If you have authentic badges such as Verisign, McAfee, TRUSTe, etc. those badges cost money, must be earned by meeting requirements, and provide real value to both the site and it's users. You should ensure your users are clearly aware of those badges.
In most cases, I recommend displaying the trust badges prominently on the home page. They should appear above the fold so they are seen immediately upon page loading. Keep in mind many visitors will see your site and decide within 5 seconds whether to explore it further or bounce. Offering recognizable symbols which display trust goes a long way when visiting an otherwise unknown website.
There is no solid best practice the SEO community has agreed upon. If you are a well-known, trusted business then you do not necessarily need any trust badges, and if you do have them they can be displayed anywhere on your site. That is not to say the badges don't offer value, but if you are Sears, AT&T or other well-established companies, most of your visitors solidly trust your company before they ever visit your site. If you are an otherwise unknown company, then the mere presence of trust badges can be the difference between a visitor who explores your site or a fast bounce. Trust badges can also be the difference between a visitor and a sale.
With respect to nofollowing them, I see no benefit in doing such.
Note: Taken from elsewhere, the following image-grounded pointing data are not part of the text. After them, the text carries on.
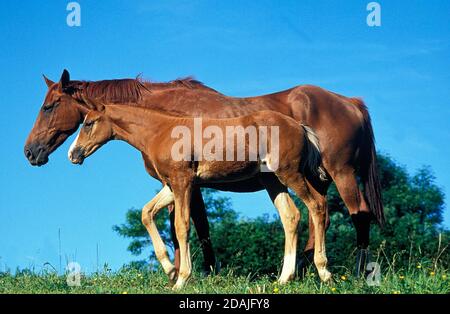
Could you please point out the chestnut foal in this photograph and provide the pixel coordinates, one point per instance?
(292, 153)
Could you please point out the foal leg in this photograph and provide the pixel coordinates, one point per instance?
(182, 195)
(290, 217)
(200, 221)
(161, 200)
(317, 206)
(353, 198)
(201, 225)
(307, 257)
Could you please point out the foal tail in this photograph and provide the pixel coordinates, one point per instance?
(313, 160)
(368, 165)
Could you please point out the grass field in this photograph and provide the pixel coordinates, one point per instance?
(419, 279)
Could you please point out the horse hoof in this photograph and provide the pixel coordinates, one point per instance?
(179, 284)
(304, 262)
(173, 275)
(362, 258)
(211, 270)
(325, 275)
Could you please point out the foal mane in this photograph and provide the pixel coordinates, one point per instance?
(128, 90)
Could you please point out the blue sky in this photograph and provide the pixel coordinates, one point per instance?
(240, 48)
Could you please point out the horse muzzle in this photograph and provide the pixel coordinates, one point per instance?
(76, 155)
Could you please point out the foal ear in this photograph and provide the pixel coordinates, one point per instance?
(48, 81)
(93, 104)
(64, 80)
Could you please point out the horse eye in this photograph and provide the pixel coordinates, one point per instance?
(88, 124)
(49, 107)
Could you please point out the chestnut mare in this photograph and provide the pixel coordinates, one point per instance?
(342, 125)
(292, 153)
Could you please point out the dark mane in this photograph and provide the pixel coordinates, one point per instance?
(127, 90)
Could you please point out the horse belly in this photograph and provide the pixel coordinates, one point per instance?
(226, 171)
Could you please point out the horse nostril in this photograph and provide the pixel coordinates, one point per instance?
(28, 153)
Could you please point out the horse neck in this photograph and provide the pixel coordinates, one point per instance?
(135, 125)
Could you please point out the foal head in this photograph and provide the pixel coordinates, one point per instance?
(95, 131)
(58, 118)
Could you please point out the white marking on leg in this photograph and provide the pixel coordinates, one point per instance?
(290, 217)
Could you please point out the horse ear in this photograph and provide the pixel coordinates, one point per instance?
(64, 80)
(48, 81)
(93, 104)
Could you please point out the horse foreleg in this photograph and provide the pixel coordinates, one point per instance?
(200, 221)
(161, 200)
(182, 196)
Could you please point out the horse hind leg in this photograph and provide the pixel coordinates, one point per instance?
(290, 218)
(317, 207)
(353, 198)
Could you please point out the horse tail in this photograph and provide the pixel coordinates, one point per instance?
(368, 169)
(312, 161)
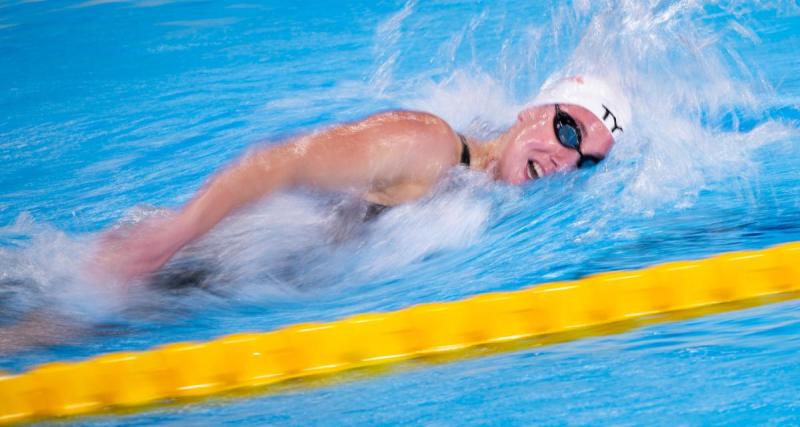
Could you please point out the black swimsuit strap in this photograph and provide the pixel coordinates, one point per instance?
(465, 158)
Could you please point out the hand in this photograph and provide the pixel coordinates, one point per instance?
(135, 252)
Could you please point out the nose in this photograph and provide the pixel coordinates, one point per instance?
(564, 159)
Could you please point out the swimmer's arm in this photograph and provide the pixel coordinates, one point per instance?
(380, 151)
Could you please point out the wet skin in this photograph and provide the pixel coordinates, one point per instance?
(388, 158)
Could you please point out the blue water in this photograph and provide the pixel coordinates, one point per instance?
(112, 110)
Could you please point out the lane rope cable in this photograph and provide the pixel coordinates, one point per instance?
(247, 360)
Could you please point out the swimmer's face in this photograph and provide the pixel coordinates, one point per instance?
(532, 149)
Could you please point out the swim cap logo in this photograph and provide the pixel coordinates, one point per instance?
(609, 113)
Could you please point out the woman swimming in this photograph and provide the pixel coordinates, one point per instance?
(387, 159)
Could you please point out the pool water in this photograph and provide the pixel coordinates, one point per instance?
(111, 111)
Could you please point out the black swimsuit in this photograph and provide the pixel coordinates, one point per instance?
(375, 209)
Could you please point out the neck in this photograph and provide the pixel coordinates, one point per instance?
(484, 154)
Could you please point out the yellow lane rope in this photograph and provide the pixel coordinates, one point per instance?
(239, 361)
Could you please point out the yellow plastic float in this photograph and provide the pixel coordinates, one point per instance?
(239, 361)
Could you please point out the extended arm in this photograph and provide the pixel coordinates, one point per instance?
(373, 156)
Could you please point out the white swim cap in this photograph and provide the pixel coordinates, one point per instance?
(605, 101)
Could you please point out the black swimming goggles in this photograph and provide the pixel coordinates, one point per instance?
(569, 135)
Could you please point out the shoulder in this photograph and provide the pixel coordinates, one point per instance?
(423, 130)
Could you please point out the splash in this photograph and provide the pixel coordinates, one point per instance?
(703, 111)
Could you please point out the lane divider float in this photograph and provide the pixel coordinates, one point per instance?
(244, 360)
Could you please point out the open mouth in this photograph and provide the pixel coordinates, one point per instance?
(534, 170)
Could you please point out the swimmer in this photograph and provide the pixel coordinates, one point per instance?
(387, 159)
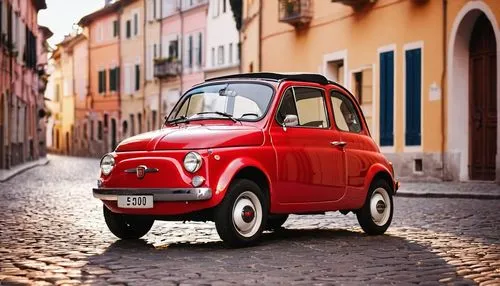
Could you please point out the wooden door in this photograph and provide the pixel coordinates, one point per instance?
(482, 101)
All visible links on your page consume PR whether they are followed or not. I am confident Google understands trust badges and handles their PR flow quite well.
If you are in doubt about trust badges or any other aspect of your site design, I highly recommend A/B testing. Present your site to 50% of your users with the trust badges in one location, and then to 50% of your visitors with the badges in another location. Test for a period and then compare your analytics between the two pages. Depending on your site's traffic, you may have enough data after a day to make a determination, or it may take more then a month to get a good, solid data set.
Also be sure the trust badges are properly installed. If you click on a trust badge, an authentic screen should appear verifying your participation in the trust badge program. If the badge is not properly installed, you will just see an image and it is highly suspect the website is a fraud and misrepresenting their participation in the program.
A last point, there is a big difference between trust badges. Earning a trust badge from a recognized leading company offers value. Earning a trust badge from an unknown company has almost no value. A security seal from VeriSign or McAfee is highly valued. A security seal from Comodo or other providers is not of much value to users as most never heard of the company. It's the same idea as if you earned recognition from Consumers Reports with a "Best in Class" product award, versus if you earned recognition from Consumers Protection Agency (I just made the name up) with the same award.